Ethan held Adrian back because Tessa had stumbled. In the same second, Mason was bleeding alone at the junction.
Ethan looked back once.
Mason stood in the junction under the broken lamp, rifle braced badly, blue stripe darkening where blood reached his sleeve. He looked small. Younger than he had ever allowed himself to seem.
A man who had chosen the structure and discovered, too late, that the structure had already chosen to spend him first.
Their eyes met.
Mason's mouth moved.
Ethan could not hear the words over the alarms, gunfire, and boots.
Maybe sorry.
Maybe run.
Maybe something worse, like please understand.
Ethan turned away.
The feeder tunnel swallowed them.
Behind them, Mason fired once more.
Then the sound cut off into shouting.
Adrian made a noise like he had been punched.

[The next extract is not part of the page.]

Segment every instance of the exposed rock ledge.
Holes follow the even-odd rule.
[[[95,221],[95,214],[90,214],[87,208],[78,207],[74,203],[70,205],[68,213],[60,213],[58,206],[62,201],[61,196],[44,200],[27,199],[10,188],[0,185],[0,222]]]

Tessa gripped the wall and kept moving.
No one spoke.
There was no room for grief in the tunnel. No room for anger either. Only the slope under their feet, the wet scrape of concrete, Tessa's breathing getting worse, Adrian's hand shaking around the lamp, and Ethan counting turns through a coldness so complete it felt like thought.
The worst part was not that Mason had betrayed them.
The worst part was that Ethan could see every step that had led there.
The blue slip.
The full bowl.
The fear.
The offer.
The need to be less spendable than the person beside him.
Mason had sounded reasonable, right up until the moment it killed him.
At the end of the tunnel, the rusted wheel valve came into view.
Beyond it, a square of black metal marked the lower grate.
Still there.
Still maybe open.
Still maybe too late.
Ethan pushed forward.
Behind them, the camp closed around the shape Mason had given away.
And all they could do was keep running.